Emploi actualisation - il faut baisser les charges sur tous les salaires

BC55
BC55

le 30/10/2018 à 17:20 Citer ce message

Le paragraphe précédent n'est plus d'actualité. Les gouvernement de Hollande puis celui de macron ont fait des réformes : CICE et transformation à venir du CICE en baisse des charges sociales. Ils s'appliquent pour les salaires qui vont de une fois le smic à 2,5 fois le smic.
En fait ces mesures ne sont pas satisfaisantes et sont devenues une aberration économique. pourquoi ?
1) les mesures en faveur des personnes peu qualifiées ne datent pas de Hollande. Dès 1993 Balladur prend des mesures d'atténuation des charges trop élevées sur les bas salaires. Puis Fillon les complétera en 2003 et enfin Hollande et Macron. Pour quel résultats ? le chômage des non qualifiés augmente.
2) La France est une économie développée qui ne peut concurrencer les autres pays et notamment les pays en voie de développement par des services ou produits générés par des non qualifiés.
3) la formation professionnelle est insuffisante en France. les raisons sont multiples entre autres parce qu’elle est mal organisée, source de gaspillage énorme et coûtent un argent fou aux entreprises.
4) ce sont les cadres, techniciens, ingénieurs, ouvriers qualifiés qui tirent la croissance et donc principalement le travail non qualifié. Mais les charges qui pèsent sur les qualifiés ne bougent pas et donnent à la France un défaut de compétitivité en terme de coût accentué par les 35H (qui n'existent nulle part ailleurs). Les entreprises à personnel majoritairement qualifié délocalisent depuis plus de 10 ans donc (laboratoires, bureaux d'études, ingénieries, usines de produits complexe, ..) ou font faillite.
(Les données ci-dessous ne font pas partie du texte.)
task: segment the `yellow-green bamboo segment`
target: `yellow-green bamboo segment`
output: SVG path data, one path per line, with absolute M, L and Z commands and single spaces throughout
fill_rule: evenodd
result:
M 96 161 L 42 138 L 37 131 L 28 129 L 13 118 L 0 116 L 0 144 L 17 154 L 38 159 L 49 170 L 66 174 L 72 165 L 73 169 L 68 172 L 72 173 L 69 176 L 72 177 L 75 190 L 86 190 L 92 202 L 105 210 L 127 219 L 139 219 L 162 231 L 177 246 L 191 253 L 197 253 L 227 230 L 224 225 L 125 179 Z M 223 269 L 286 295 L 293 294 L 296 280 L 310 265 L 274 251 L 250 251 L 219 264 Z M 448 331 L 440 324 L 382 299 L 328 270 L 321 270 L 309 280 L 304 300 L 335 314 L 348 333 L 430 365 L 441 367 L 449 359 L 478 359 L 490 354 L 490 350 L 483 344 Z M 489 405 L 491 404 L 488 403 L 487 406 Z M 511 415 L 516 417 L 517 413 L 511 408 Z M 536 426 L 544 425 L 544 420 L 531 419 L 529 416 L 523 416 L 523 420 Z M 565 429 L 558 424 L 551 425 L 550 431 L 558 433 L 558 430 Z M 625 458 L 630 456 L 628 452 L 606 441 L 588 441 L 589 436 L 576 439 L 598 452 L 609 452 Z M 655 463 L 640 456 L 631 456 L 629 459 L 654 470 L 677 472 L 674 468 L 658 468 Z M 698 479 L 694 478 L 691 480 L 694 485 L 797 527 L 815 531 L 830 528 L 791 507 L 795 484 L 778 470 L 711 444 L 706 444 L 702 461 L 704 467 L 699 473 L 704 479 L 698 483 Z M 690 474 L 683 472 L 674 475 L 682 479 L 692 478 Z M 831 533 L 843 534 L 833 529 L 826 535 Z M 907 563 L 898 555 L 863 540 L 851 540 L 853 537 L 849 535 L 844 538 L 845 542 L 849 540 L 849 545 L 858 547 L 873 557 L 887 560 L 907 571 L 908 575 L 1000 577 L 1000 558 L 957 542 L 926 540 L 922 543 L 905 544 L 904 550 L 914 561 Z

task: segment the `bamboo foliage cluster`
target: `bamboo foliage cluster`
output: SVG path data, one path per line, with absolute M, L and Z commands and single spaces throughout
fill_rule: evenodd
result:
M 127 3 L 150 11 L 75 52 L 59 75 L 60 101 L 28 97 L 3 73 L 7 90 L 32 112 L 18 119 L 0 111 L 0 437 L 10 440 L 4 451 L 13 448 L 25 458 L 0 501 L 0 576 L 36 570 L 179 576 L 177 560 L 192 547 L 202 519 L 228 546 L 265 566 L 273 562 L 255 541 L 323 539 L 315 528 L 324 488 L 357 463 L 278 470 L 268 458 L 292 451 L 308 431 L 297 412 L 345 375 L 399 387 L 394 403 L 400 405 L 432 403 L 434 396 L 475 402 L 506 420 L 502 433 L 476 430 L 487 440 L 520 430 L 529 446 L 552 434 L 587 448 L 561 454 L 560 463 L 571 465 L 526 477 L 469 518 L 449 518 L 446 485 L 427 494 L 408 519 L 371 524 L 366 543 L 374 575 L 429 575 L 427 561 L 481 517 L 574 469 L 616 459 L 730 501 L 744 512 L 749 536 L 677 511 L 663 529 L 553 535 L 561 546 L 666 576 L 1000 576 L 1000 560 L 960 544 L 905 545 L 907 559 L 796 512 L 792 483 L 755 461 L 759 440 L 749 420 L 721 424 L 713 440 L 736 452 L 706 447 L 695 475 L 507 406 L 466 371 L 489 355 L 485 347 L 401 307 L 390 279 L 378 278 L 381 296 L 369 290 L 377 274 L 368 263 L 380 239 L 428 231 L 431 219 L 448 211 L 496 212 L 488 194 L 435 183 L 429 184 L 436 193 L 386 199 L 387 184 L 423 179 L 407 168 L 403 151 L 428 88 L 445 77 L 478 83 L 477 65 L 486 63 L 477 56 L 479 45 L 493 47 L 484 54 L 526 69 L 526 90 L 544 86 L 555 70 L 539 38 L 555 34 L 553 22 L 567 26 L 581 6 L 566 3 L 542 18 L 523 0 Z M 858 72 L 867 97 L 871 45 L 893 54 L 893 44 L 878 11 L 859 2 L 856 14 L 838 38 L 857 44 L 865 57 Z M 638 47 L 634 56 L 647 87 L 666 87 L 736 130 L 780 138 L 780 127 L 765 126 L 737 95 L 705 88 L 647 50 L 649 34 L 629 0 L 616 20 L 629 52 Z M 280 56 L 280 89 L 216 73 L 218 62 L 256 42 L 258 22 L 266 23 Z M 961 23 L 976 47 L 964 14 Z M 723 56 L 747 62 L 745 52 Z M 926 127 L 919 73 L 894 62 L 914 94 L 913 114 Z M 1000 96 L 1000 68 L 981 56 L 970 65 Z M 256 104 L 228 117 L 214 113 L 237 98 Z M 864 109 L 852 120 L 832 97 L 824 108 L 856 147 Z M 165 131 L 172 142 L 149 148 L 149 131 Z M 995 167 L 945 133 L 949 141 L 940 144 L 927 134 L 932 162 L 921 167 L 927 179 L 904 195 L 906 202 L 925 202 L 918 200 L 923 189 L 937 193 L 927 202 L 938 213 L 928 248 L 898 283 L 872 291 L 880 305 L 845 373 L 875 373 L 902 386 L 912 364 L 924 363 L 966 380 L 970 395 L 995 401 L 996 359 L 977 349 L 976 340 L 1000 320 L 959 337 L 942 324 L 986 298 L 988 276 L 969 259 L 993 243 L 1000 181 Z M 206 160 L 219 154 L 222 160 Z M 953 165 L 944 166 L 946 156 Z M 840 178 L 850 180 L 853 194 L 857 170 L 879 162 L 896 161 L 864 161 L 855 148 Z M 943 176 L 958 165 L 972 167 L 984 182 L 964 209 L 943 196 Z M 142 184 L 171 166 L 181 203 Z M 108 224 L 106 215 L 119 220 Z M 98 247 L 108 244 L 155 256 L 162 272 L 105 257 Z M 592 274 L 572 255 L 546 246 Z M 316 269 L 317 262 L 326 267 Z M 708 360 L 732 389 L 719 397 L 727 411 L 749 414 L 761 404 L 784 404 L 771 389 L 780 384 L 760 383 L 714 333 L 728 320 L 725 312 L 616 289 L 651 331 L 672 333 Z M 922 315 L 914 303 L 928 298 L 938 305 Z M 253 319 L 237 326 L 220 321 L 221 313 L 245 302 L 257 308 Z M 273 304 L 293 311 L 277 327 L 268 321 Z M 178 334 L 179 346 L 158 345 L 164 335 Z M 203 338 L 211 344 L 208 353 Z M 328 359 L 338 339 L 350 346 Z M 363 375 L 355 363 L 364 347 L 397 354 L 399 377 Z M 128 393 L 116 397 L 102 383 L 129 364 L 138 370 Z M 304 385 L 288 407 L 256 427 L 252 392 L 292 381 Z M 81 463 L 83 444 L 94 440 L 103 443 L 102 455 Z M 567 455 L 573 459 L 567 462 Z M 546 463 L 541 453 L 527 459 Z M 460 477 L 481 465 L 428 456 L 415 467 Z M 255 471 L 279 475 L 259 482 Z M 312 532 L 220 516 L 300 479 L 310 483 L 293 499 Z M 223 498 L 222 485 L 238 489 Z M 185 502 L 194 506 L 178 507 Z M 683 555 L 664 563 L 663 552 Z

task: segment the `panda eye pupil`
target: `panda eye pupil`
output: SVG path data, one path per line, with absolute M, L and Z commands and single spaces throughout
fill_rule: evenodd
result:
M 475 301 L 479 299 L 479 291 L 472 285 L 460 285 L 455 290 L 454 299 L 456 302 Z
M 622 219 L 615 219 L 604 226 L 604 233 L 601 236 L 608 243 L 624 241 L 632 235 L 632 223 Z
Le personnel qualifié va tenter sa chance à l'étranger et ceux qui restent sont découragés.
5) vous trouverez deux articles intéressants à ce sujet après mon introduction
Depuis la mise en place du CICE, je ne cesse de penser que cette mesure est insuffisante pour créer de l’emploi en nombre et durablement.
Outre ces effets pervers d’attirer tous les salaires vers le bas, elle ne règle que marginalement l’insuffisant manque de compétitivité des entreprises produisant en France.
Les articles que je vous fais parvenir montre avec de bons arguments qu’il est nécessaire pour créer durablement de l’emploi en France de baisser les charges sur tous les salaires et non jusqu’à 2,5 fois le smic. Bien évidemment ce ne sera pas suffisant pour ré industrialiser et faire baisser le chômage durablement.
Un an après la mise en place du CICE, j’ai écouté, à la radio, par le plus grand des hasards son promoteur Louis Gallois (ancien président d’EADS). Il indiquait qu’après avoir fait des simulations avec ses modèles macro-économiques, baisser les salaires jusqu’à 3,5 fois le smic créerait plus d’emplois qu’avec la limite des 2,5.
J’ai le sentiment en étant sur le terrain qu’il ne faut pas donner de limite à cette baisse des charges. Cela n’existe pas ailleurs en Europe. Il faut ajouter que la moyenne européenne pour les charges patronales est d’environ 34% et pour les charges salariales d’environ 15%.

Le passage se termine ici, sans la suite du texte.